I had always had a sense that something was very different about me but I have never been able to fully and confidently name that sense of ‘something being amiss’. I used to wet the bed until I was almost 12 years. I have also always had problems with physical intimacy; I struggled with milestones that my peers had no problems with. I had also never understood why I never felt comfortable in my father’s presence. I blamed myself thinking that I must be very bad to feel repulsed by his ‘fatherly’ kisses on my cheek or hugs.
I have learnt that finding an abusive man was an inevitable stage of my journey as I was able to re-enact the abuse scenario psychologically. This is unfortunately so typical of adult survivors as they are able to maintain the victim status and continue being blamed and shamed by a controlling and manipulative partner. The combination of love and pain that is part of any abusive relationship was familiar to my unhealed inner child. Meeting a man like my husband was like ‘going home’.
The path that I am taking now is one where I am breaking free from the chains of abuse that have tied me subconsciously to destructive people and situations. I want to live and thrive and that instinct to heal is so magnificently strong. It’s a burning flame in all the darkness that tries to envelop me.
It is incredibly hard work, trying to change old habits and correct the cognitive distortions that were created by my trauma. I have to reprogramme my neural pathways to think, feel and act differently. For so long I believed and behaved as if I was bad and shameful; thinking that I was never good enough and keeping people at a safe distance always.
Some days I feel paralysed by heavy, dark feelings. These are my body memories. The body always remembers what the mind refuses to believe.
“Just when the caterpillar thought it was the end of the world, it became a butterfly.”
I have to catch myself every time I fall back into my smaller self because that is when I start feeling that I am inadequate or unloved or not enough. I remind my body in those moments that I am safe now, that I am not going to be hurt again and that I survived it!

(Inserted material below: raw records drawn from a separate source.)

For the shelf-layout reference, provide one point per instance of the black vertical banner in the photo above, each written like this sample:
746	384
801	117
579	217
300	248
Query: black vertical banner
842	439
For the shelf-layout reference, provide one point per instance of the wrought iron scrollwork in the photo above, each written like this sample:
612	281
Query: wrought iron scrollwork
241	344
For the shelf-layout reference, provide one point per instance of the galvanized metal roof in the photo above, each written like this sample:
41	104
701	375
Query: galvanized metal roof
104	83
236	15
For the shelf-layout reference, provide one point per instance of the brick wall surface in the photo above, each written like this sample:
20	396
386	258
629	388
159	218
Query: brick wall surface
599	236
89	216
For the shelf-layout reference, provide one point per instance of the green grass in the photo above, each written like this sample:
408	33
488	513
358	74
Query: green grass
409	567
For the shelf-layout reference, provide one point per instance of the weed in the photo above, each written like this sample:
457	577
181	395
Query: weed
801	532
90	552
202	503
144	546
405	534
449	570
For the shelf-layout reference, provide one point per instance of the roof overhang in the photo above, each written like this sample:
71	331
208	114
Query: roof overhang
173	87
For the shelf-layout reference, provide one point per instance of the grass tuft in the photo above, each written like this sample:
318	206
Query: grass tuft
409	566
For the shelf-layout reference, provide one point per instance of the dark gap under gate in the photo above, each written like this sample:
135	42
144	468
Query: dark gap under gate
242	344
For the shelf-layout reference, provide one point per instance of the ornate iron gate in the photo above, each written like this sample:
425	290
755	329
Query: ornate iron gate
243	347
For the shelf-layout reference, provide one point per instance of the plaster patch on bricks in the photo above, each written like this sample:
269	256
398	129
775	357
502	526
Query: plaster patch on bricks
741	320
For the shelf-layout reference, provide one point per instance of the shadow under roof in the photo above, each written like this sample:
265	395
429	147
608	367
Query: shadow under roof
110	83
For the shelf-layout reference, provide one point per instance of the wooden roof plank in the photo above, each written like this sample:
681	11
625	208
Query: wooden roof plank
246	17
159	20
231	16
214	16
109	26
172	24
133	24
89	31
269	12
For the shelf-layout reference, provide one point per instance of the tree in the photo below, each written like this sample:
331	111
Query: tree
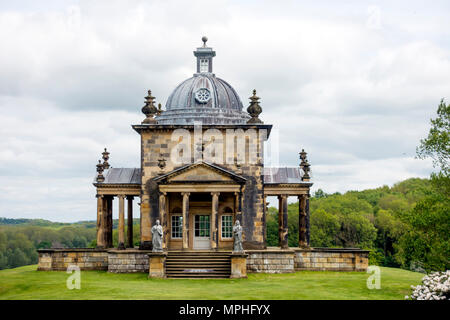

I have contacted a family lawyer about a petition for a divorce and I keep working on that burning flame, allowing it to burn brighter and brighter to unclench the tightness. I want to live and make noise and laugh and cry loudly!
I am positive that I will emerge from my cocoon as a magnificent butterfly one day soon. I know that I have many struggles ahead; but for the first time I trust and love myself and believe in my ability to heal and rise above everything bad.
If you are on this journey or one similar, I send you the heat of my burning flame.